Broker: credit risk in Australia rocketing
An Australian insurance broker has revealed its latest credit risk index score which shows a still worsening credit risk environment. Here's why brokers should be offering trade credit insurance.
Trade credit insurance broker NCI have revealed that its credit risk index score has continued to rise from the 4th quarter of 2011, indicating a worsening of the current credit risk environment. For the second quarter of 2012 there was a 3.5% lift from the first quarter of the year.
NCI stated there has been a 20% increase in the number of credit insurance claims and a 64% increase in the dollar value of claims for the past quarter, largely supported by the failures of Retravision Southern and Hastie Group.
Majority of key credit managers interviewed stated that 'days sales outstanding' have increased and they have incurred bad debts in the last quarter. They believe that in the next three months, it will be difficult to get payments from debtors.
According to ASIC, for the year up to May, total corporate collapses have increased to 13.1% over the last year, which is 8.3% higher than during the GFC.
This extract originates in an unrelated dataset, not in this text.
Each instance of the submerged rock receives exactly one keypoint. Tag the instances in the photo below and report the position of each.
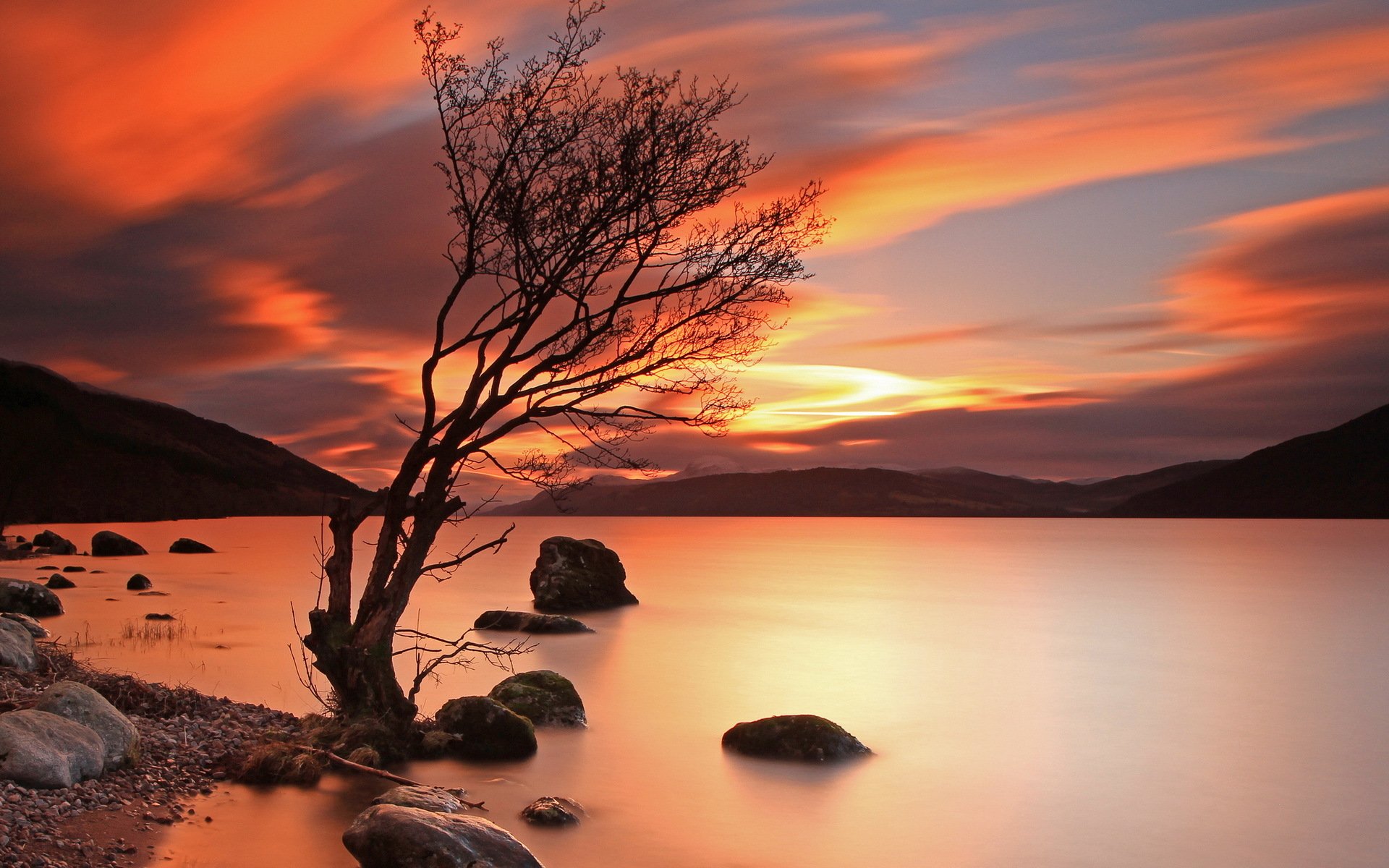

In June, insurer QBE told Insurance Business that trade credit insurance is the product every broker simply should be offering.
"Trade credit insurance is a natural offering for a broker,” said Richard Wulff, QBE Group General Manager of Trade Credit and Surety.
“A broker goes to a client and asks what kind of risks they have and this will include property, liability, or perhaps marine insurance if they do international trade. During that conversation it is a natural question to ask: ‘what about your trade receivables? Aren’t you worried about that?’”
Earlier this year OAMPS Insurance Brokers also established a trade credit insurance division which provides products related to trade debtor insurance, surety products, bank related funding and securitisation needs for the Australian domestic and export market.